I love developing software of all kinds but there are two things I love even more. One is working with software systems that control physical devices in the real world, or at least model, automate, or control complex procedural activities. The other is learning about new systems and processes so they can be characterized, parameterized, reorganized, and streamlined to solve a customer’s problem more efficiently. I can write the solution, I can manage the solution, but I really, really like to do the analysis to find out what solution is needed and iteratively work with the customer to continually review and improve the solution to meet their needs.

This kind of thing can happen in a couple of different contexts. I’ve developed systems through most of my career on a project/contract basis. Get one assignment, figure out the requirements, design it, build it, install it, get it accepted, go on to the next project. Even if I was doing the same type of project over and over again and could improve things incrementally each time the efforts were still treated as individual projects for specific customers. As such the interaction and feedback was always in a tight loop with one or just a few people. Later in my career I began to work on more of a continuing/program basis. In those cases there was a software tool or framework that was continually expanded, modified, and adapted to whatever type of analysis was called for. Those engagements might have been longer term but they were still in service of individual customers. A different way to approach things is to release software to an open market where there are many customers (for an OS, productivity tool, web service, or the like). In these cases the feedback is not from a defined set of individuals but from a diffuse set of users and communities with potentially varied needs and expectations. I worked at one company supporting that kind of customer base.

In truth the taxonomy is not so clean as I’ve described, and the situations I’ve worked in have been so varied that there were elements of each category in many of them. Some products/projects/programs have many layers of customers. For example, an organization that develops a large, business automation framework might have as “customers” the solution developers within the company, external solution providers, the end customers to whom the solutions are provided, and the customers those customers are leveraging the solution to serve.

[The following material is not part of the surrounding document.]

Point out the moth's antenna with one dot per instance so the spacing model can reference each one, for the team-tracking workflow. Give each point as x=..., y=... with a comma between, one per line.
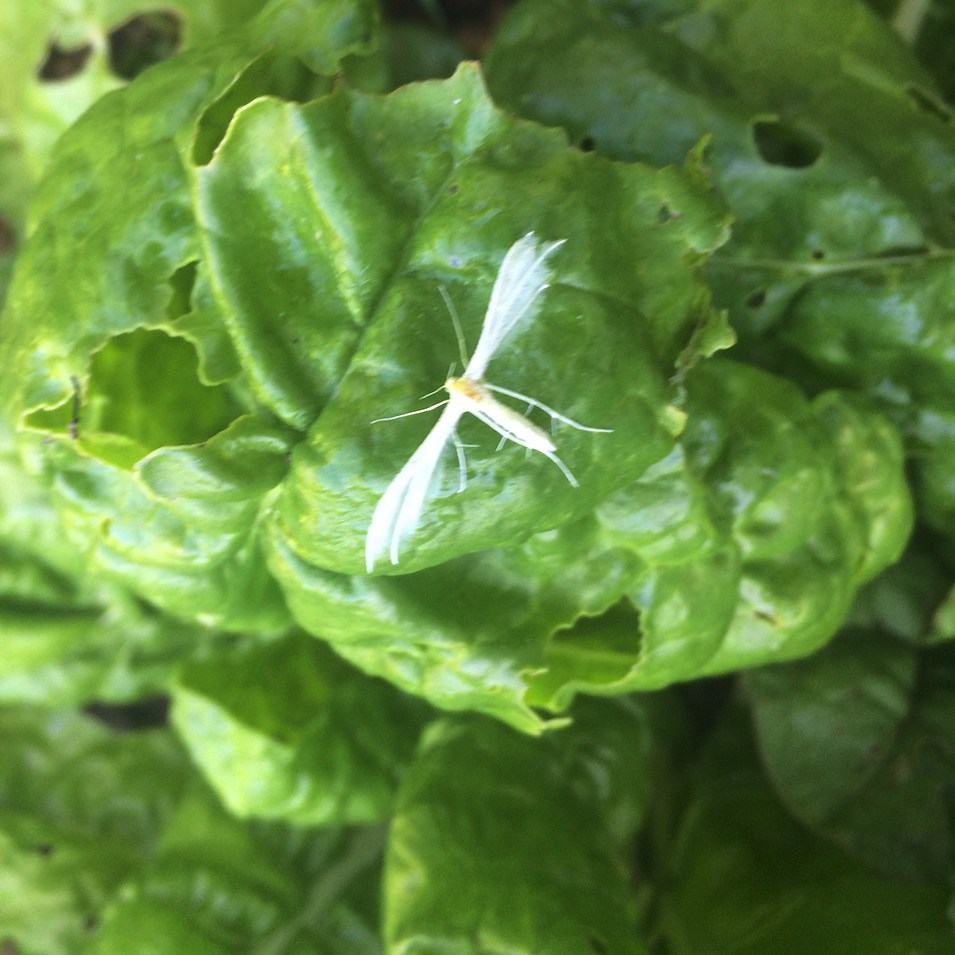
x=459, y=334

The linked article suggests that there was a desktop computer wave and a web/mobile wave, each of which ran fifteen years-ish. The network-to-web-based wave kind of straddles those two waves. Some people have observed that the earliest computers were one-off affairs meant to solve single problems in sequence. Then they moved to completing multiple batch jobs in sequence, and then time-sharing systems began to support numerous users. Then came the PC era, which returned the focus to the desktop, after which followed the networked era which allowed collaboration. The web-and-mobile era represents a cyclic return to the era of centralized time-sharing systems, but on a much grander scale and with a concomitant requirement for simplicity from the user’s point of view.

The next wave appears to be the internet of things, which has also been called ubiquitous computing. The early devices tend to be small and standalone as people figure out what to do with them, then they get connected to each other, and then those individual devices and networks will probably coordinate with centralized compute and aggregation nodes (think Waze). The cycle will continue.

The goal, then, is to figure out how to position oneself for these future developments. The goal will be to identify applications that provide value to people; methods of parallelization, communication, and coordination that will allow this swarm of devices to provide that value in a meaningful way; methods of security that will support individual privacy and dignity; and methods of development and deployment that will help developers provide the solutions while optimizing on the right variables. It is entirely possible to find a niche developing control, analytical, communication, interface, or enterprise systems, but it’s always good to keep the wider picture in mind. Ideas inspired or updated by developments in new areas can inform everyone’s work.

It’s going to be an interesting time.